冷戦は、2つの政治・経済体制の間の世界的な競争だった。数十年の間、世界は核による自滅の影で暮らしていた。1989年に共産主義が負けた。もう後戻りはできない。
ウラジーミル・プーチン大統領のロシアは、売り込むべき代替的なイデオロギーを持っていない。プーチン氏の権威主義的なスタイルには、特に西欧のポピュリスト的な外国人嫌いの人々の間で崇拝者がいる。だが、事実を語るなら、世界にはロシアの政治・経済モデルの市場となるような場所はあまり存在しない。

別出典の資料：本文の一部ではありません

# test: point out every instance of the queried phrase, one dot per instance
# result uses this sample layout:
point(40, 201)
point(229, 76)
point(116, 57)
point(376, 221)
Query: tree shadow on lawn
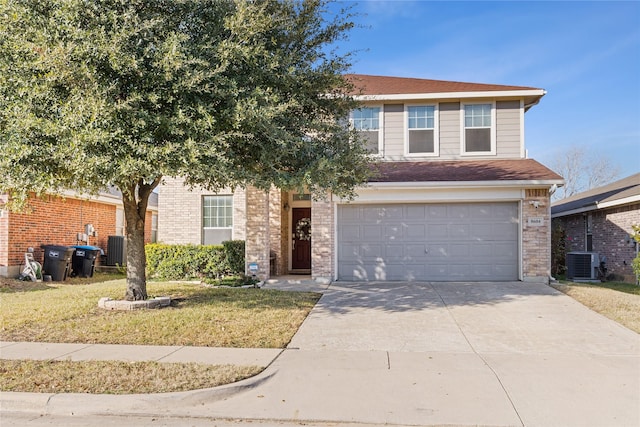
point(343, 297)
point(242, 298)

プーチン大統領のロシアは危険だが衰退しつつある地域大国
ソ連は超大国だった。現在のロシアは、危険だが衰退しつつある地域大国だ。この2つの特徴は関係している。プーチン氏は、旧ソ連圏で領土と影響力を手に入れたいと思っている。彼は「尊敬の念」を切望している。
だが、クリミア併合とウクライナ東部の侵略が世界秩序に対する深刻な挑戦だったとしても、存続を脅かす脅威には、まだ及ばない。
ゴルバチョフ氏の嘆きは、起こり得たかもしれないことに対する嘆きだ。ソビエト共産主義の灰の中から生まれてくれると期待した対等な国同士のパートナーシップを物差しにして、ロシアと西側との関係における現在の危機を評価しているのだ。
実際、西側の多くの人々も、この期待を共有していた。だが、グラスノスチ(情報公開)の提唱者であるゴルバチョフ氏にしてみると、欧米が旧共産国を北大西洋条約機構(NATO)に招き入れ、それによってロシアが弱っている局面で同国に屈辱を与えた時に、事態が間違った方向へ進んでしまった。
ゴルバチョフ氏は、一体どうすれば、ソ連の保護から逃れた国々にとっての自由とロシアの勢力圏の保持の折り合いをつけられたのか、きちんと説明できていない。ポーランドはそもそも、自分自身で選択するために解き放たれたはずだ。ウクライナについても同じことが言える。